A team, that at one stage was 5 for 83, would finish on 237. Neesham would contribute 97 of those runs eschewing the desire to go for big hits.
The familiar aerial route- so often a feature of his batting- made way for creating tunnels of concentration on the ground. Watchful against Aamir and Afridi, he’d free his arms against Wahab Riaz and Shadab Khan.
There were 30 singles in that knock.
Just Jimmy Neesham things- isn’t it? That man who likes to slog for his team but never minus on the quips.
The 30-year-old ended being a world-cup semi-finalist with 232 runs, the most he’s scored over a career that began in 2012, against the Proteas in a nightmare run with the bat; eighteen runs from three games.
But it wasn’t just batting alone that twinkled the leftie’s graph in the World Cup.

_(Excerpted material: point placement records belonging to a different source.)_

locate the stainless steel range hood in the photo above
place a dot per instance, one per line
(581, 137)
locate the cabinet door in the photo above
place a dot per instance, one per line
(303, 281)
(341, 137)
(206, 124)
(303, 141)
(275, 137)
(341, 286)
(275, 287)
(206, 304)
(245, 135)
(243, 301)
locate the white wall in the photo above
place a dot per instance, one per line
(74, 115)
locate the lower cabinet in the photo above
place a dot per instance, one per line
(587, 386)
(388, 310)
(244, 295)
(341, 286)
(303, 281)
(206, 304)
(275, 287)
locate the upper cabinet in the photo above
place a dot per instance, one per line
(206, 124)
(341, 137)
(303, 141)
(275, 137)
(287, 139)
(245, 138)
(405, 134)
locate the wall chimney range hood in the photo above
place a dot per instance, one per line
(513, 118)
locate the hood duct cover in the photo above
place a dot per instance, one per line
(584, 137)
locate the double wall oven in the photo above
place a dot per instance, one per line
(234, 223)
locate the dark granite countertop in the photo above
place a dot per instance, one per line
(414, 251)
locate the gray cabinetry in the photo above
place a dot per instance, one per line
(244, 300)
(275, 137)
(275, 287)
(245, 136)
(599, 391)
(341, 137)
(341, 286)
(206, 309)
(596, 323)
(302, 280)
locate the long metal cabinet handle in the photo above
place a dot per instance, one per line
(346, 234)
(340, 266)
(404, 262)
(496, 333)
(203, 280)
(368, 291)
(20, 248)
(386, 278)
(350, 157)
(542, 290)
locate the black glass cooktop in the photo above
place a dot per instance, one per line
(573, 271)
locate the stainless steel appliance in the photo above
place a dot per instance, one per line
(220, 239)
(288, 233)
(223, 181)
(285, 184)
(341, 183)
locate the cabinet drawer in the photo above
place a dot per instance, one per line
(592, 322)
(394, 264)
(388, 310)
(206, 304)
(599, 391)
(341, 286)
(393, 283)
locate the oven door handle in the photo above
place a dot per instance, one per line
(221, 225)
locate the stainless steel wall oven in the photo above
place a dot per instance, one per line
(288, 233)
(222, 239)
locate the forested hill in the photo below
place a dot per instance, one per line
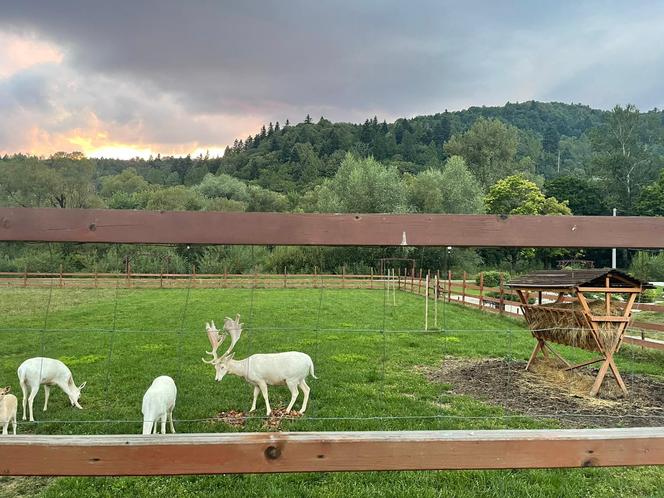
(530, 158)
(445, 162)
(283, 157)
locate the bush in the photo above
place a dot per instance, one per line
(492, 278)
(649, 296)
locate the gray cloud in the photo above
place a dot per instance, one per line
(169, 69)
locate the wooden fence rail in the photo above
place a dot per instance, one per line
(177, 454)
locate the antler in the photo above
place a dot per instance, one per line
(215, 340)
(234, 328)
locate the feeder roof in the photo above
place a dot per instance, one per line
(569, 279)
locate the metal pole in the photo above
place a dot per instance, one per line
(613, 251)
(426, 303)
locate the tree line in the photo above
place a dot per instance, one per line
(528, 158)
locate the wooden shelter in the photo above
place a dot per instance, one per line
(587, 313)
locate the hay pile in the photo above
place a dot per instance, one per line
(565, 323)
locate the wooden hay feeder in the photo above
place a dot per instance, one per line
(583, 314)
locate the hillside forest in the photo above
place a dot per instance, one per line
(530, 158)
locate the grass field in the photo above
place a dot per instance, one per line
(369, 358)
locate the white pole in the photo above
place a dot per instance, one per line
(435, 301)
(613, 251)
(426, 303)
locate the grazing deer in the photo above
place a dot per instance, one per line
(37, 371)
(8, 404)
(260, 370)
(158, 404)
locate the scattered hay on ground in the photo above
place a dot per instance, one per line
(547, 391)
(278, 415)
(232, 418)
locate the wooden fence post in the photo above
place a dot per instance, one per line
(481, 290)
(449, 286)
(502, 295)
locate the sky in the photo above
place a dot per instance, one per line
(127, 78)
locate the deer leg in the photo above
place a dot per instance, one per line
(170, 419)
(256, 391)
(47, 391)
(305, 390)
(294, 393)
(23, 389)
(31, 399)
(263, 387)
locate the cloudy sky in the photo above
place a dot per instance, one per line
(123, 78)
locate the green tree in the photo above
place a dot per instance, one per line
(517, 195)
(27, 182)
(651, 199)
(624, 153)
(127, 182)
(223, 185)
(363, 186)
(452, 190)
(489, 148)
(178, 198)
(583, 196)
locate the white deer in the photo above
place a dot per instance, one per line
(8, 404)
(158, 404)
(261, 370)
(34, 372)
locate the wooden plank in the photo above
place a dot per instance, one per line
(178, 454)
(126, 226)
(659, 327)
(615, 290)
(648, 343)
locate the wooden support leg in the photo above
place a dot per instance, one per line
(600, 377)
(557, 355)
(538, 347)
(617, 375)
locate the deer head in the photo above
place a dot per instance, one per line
(215, 339)
(234, 328)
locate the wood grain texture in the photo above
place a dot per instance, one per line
(328, 451)
(124, 226)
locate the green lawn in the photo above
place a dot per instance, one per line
(118, 341)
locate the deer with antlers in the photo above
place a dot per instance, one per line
(260, 370)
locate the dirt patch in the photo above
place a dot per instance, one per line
(272, 423)
(547, 391)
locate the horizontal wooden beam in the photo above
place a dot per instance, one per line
(611, 290)
(645, 342)
(328, 451)
(125, 226)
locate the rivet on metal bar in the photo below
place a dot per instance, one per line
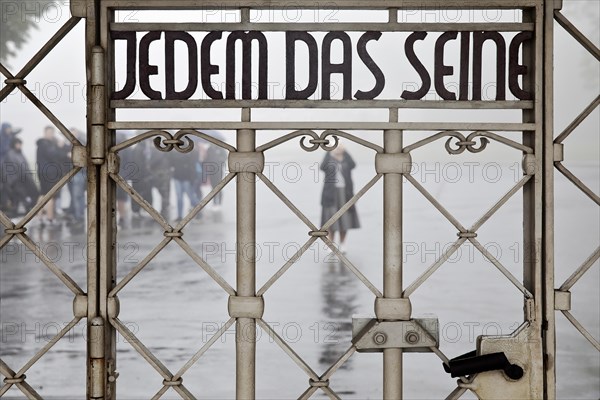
(173, 234)
(392, 308)
(177, 382)
(80, 306)
(114, 163)
(393, 163)
(15, 81)
(466, 234)
(113, 307)
(15, 231)
(174, 142)
(562, 300)
(79, 156)
(529, 164)
(559, 152)
(246, 161)
(14, 380)
(246, 306)
(318, 383)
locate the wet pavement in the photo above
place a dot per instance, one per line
(174, 307)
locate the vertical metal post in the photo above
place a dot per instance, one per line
(533, 56)
(246, 266)
(392, 257)
(548, 168)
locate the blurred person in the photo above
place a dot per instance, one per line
(7, 134)
(141, 174)
(184, 176)
(53, 162)
(214, 168)
(161, 179)
(16, 175)
(337, 190)
(127, 166)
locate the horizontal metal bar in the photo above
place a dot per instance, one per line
(311, 4)
(581, 329)
(322, 27)
(581, 270)
(501, 268)
(288, 350)
(327, 104)
(577, 182)
(346, 125)
(48, 345)
(578, 120)
(577, 35)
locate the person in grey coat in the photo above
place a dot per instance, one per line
(337, 190)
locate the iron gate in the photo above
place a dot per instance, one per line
(393, 330)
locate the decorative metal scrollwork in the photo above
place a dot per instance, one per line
(180, 142)
(469, 143)
(321, 141)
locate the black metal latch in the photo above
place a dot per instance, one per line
(470, 363)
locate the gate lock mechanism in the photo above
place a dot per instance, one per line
(415, 335)
(470, 363)
(503, 366)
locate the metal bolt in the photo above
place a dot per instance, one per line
(412, 337)
(379, 338)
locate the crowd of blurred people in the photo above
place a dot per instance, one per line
(148, 170)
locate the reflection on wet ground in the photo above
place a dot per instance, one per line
(174, 307)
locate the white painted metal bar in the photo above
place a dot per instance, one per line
(39, 56)
(581, 329)
(392, 257)
(203, 349)
(578, 120)
(577, 182)
(576, 33)
(288, 350)
(48, 346)
(442, 259)
(141, 265)
(205, 266)
(549, 337)
(245, 329)
(583, 268)
(501, 268)
(351, 267)
(316, 125)
(308, 104)
(295, 257)
(435, 203)
(310, 5)
(60, 274)
(320, 27)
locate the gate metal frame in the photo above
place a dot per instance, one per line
(542, 153)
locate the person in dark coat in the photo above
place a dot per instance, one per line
(141, 173)
(18, 177)
(337, 190)
(53, 162)
(213, 168)
(184, 175)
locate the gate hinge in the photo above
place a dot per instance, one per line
(415, 335)
(530, 310)
(523, 350)
(98, 106)
(79, 8)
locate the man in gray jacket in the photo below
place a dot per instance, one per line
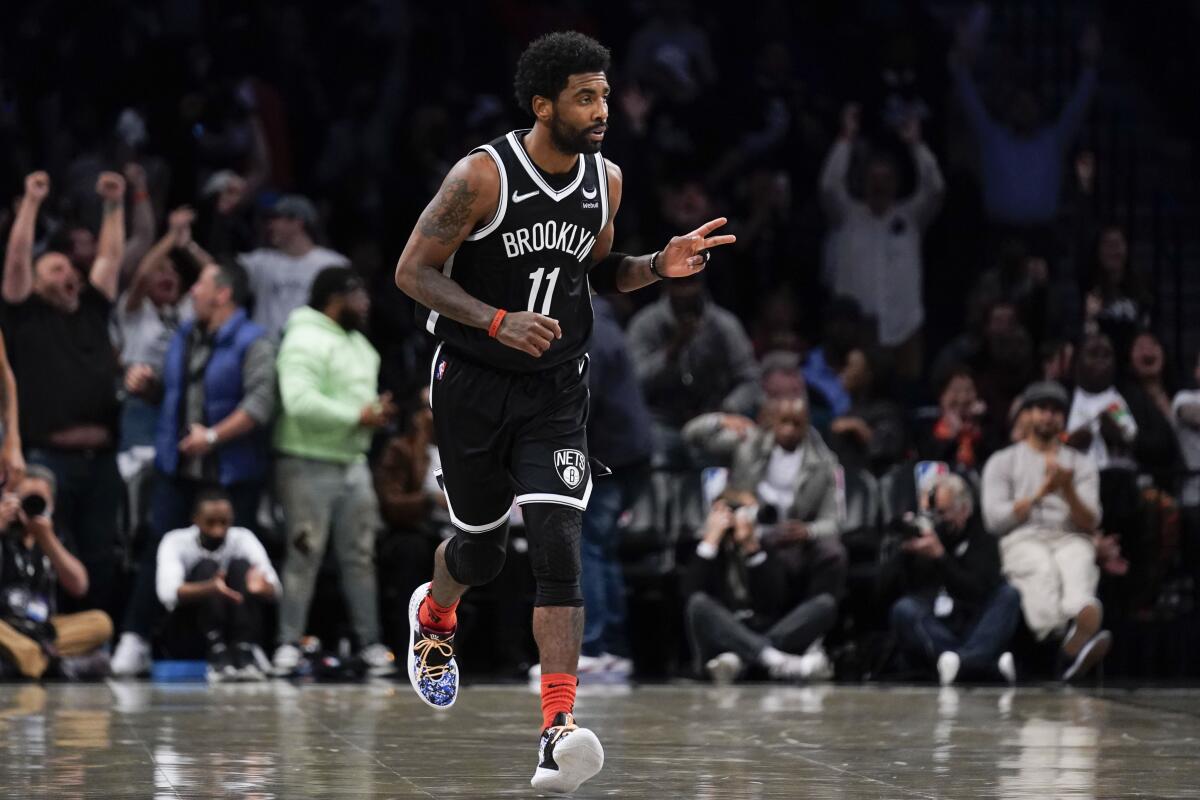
(784, 477)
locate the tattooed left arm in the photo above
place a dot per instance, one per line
(468, 196)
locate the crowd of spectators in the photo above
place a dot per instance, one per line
(816, 471)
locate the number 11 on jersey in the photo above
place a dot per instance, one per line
(551, 280)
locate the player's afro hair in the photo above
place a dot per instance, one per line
(550, 60)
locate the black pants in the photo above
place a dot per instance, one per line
(87, 505)
(193, 627)
(173, 500)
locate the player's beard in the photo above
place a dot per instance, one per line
(571, 140)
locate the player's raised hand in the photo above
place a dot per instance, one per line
(688, 254)
(528, 331)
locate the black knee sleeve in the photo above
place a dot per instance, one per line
(553, 533)
(475, 559)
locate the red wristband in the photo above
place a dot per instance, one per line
(495, 328)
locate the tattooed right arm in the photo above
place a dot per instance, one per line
(468, 196)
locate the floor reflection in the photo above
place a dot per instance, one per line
(283, 741)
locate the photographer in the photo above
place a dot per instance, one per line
(33, 560)
(767, 578)
(955, 609)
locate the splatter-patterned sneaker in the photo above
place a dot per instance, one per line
(432, 668)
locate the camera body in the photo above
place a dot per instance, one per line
(762, 513)
(913, 525)
(31, 505)
(34, 505)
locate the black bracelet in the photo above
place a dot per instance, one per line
(654, 257)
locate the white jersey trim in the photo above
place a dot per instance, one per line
(433, 371)
(523, 157)
(432, 322)
(603, 180)
(558, 499)
(472, 529)
(504, 197)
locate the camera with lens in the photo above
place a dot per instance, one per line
(31, 505)
(34, 505)
(762, 515)
(913, 525)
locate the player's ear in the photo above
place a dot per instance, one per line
(543, 108)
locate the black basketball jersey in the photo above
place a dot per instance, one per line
(532, 256)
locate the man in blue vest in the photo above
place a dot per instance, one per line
(217, 390)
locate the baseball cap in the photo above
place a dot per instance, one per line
(297, 206)
(1045, 391)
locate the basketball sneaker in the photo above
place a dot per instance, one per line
(432, 668)
(567, 756)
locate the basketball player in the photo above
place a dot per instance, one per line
(499, 264)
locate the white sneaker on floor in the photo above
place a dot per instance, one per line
(286, 660)
(948, 667)
(792, 667)
(567, 757)
(1007, 667)
(725, 668)
(132, 656)
(379, 660)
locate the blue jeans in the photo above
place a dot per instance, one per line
(604, 588)
(923, 637)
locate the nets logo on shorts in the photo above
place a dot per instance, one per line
(571, 467)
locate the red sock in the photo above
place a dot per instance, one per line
(557, 696)
(441, 619)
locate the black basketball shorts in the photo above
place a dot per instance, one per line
(505, 435)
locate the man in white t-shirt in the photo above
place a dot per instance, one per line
(1099, 422)
(1043, 500)
(216, 581)
(281, 275)
(784, 540)
(1186, 417)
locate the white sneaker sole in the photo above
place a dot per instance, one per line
(579, 757)
(414, 605)
(1090, 655)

In the semi-final clash against India, with Henry and Boult on fire with the ball, it was Neesham’s excellent reflexes in the circle that sparked a breakthrough for New Zealand.
In a series lauded for ‘that Ben Stokes catch’, have we held little for Neesham’s blinder against Dinesh Karthik?
Where we ought to give Neesham credit is that he’s come a long way as a batsman, taking nine full series before he could carve a hundred runs in a single series.
A man of huge strike rates, it was consistencies with the bat that awaited him, Neesham finally carving 108 from just two games against Australia, in 2016.
That said, a single line of statistics concerning Neesham’s career, that at 30, is still largely developing should allow for a verdict to be passed.
For someone who’s bowled more than he’s batted, in ODIs, Neesham’s conceded 2012 runs from 59 bowling innings, while he’s collected 1286 runs with the bat (54 outings).
Is bowling that big area New Zealand would like their handy all-rounder to master? An ODI economy of 6.1 can appear a whole lot meaner if he can bring it down to 5.5.
And should that be taken care of, can Neesham shine his star as one of the brightest in the ODI and T20 galaxy?
An athlete who places fitness at a very high pedestal, Jimmy Neesham’s best days, one would hope, are ahead of him.
Frankly, given his team’s wealth of options, in the limited-overs arena, Neesham’s hardly played an awful lot, especially when you consider Neesham’s only played 18 T20Is having debuted in 2012.
Maybe it’s that lack of chances that haven’t allowed Jimmy Neesham to give a full inlet of his craft. Maybe it’s just New Zealand’s choosy DNA; one that attaches an element of bright surprise to their game.
What must be said is that in one of their better all-rounders to have donned the Blackcap, there’s one who can walk the long path too.